Хозяин служил примером поведения: он жил совсем рядом, иногда прямо во дворе своей фабрики; его супруга вела счета, рабочих приглашали на семейные праздники. Патернализм был первичной системой производственных отношений, по крайней мере относительно самых квалифицированных рабочих, которых хотелось удержать на фабрике. Такая система предполагает как минимум три элемента: проживание поблизости, обращение с персоналом, как с родственниками, и согласие работников. Если этот консенсус нарушается, вся система может рухнуть, что произошло во второй половине XIX века, когда рабочие восстали против скрытой truck system, то есть оплаты труда товарами. Они стали требовать денег и отказывались от всего, что казалось им пережитками крепостного права, путами зависимости. В остальном можно провести параллель между кризисами «традиционной» семьи и семьи индустриальной эпохи под натиском торжествующего индивидуализма.

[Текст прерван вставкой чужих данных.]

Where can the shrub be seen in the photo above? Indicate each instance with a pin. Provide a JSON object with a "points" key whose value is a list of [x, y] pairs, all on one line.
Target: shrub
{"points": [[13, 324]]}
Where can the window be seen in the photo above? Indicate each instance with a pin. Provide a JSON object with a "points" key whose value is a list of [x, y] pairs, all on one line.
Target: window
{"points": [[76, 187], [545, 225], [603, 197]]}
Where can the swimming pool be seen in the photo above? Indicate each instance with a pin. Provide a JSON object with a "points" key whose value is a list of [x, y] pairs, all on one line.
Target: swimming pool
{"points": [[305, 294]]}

Сила экономики рабочих семей
Вне рамок предприятия пролетарии живут по строгим законам семейной экономики. Основной доход составляет заработок отца, который сразу, как только становится возможным, дополняется тем, что приносят дети, — вот почему рождаемость в рабочих семьях была высокой. Этим же объясняется враждебное отношение к запрету детского труда. Долгосрочные цели блюстителей детского благополучия сталкиваются с сиюминутными интересами бедных семей. Домашняя экономика предполагает другой механизм равновесия, иной порядок вещей. Сокращение рождаемости в рабочей среде явится следствием всего, что предписывает соблюдение «интересов детей», — чем дороже они будут обходиться родителям, тем меньше их будет.
Женский труд также регулируется семейными обстоятельствами и часто прерывается беременностью и уходом за младенцем. В любом случае заработок женщины — всегда лишь «дополнительные деньги», понятие давнишнее, но укоренившееся; часто эти деньги зарабатываются для приобретения чего–то конкретного. Домохозяйка, очень, впрочем, зависящая от своих заработков, которые повышают ее собственную ценность, помимо забот о детях, занимается хозяйством в самом широком смысле слова. Такой домохозяйке, незаменимой в повседневной жизни, рабочие без конца поют дифирамбы, при этом их экономические потребности сталкиваются с идеологическим обоснованием того, что практически профессиональный женский домашний труд — это нечто «естественное»; таким образом, рабочие, не подозревая о том, становятся в один ряд с теми, кто пытается придать выполнению домашних обязанностей вид непроизводительного труда. Во времена кризисов дополнительный заработок женщин становится основным: рабочие, столкнувшиеся с жестокой безработицей 1884 года, пережили ее благодаря своим женам, которые дни напролет стирали и убирали чужие дома. Вот почему женщинам кризисные периоды запомнились как время, когда у них было много работы.
В более общем плане все сады и огороды, разбитые вплоть до пригородов Парижа, все обмены услугами или товарами свидетельствуют о крайней бедности и даже нищете. Они предполагают наличие горизонтальных связей, исчезновение которых в современных обществах говорит о высокой опасности безработицы и о зависимости от государства. Их существование в настоящее время в некоторых странах, например в Италии и Греции, позволяет понять значение теневой экономики в прежние времена: экономика была в основном семейная и соседская.
Семья — не только общий котел и бюджет. Она также регулирует заключение «профессионально–эндогамных» браков, следит за целесообразностью переездов из одной местности в другую и сменой социального статуса, как показал Маурицио Грибауди на примере Турина. Миграции и переезды рабочих не случайны, они вызваны как родственными, так и профессиональными связями. Круговая порука позволяет легче интегрироваться в новую среду. Поддерживая связи с деревней, возможно вернуться обратно: например, Симон Парвери, пострадавший от несчастного случая при обжиге фарфора, смог вернуться и заняться сельским хозяйством у себя на родине. Родственные связи позволяют получать дополнительные деньги, родня зачастую играет роль посредника при поиске работы и дает ссуды. Сильные этнические сообщества помогают социальному росту–таково, например, овернское землячество в Париже (Ф. Резон–Журд). Благодаря семье «дикари» завоевывают города.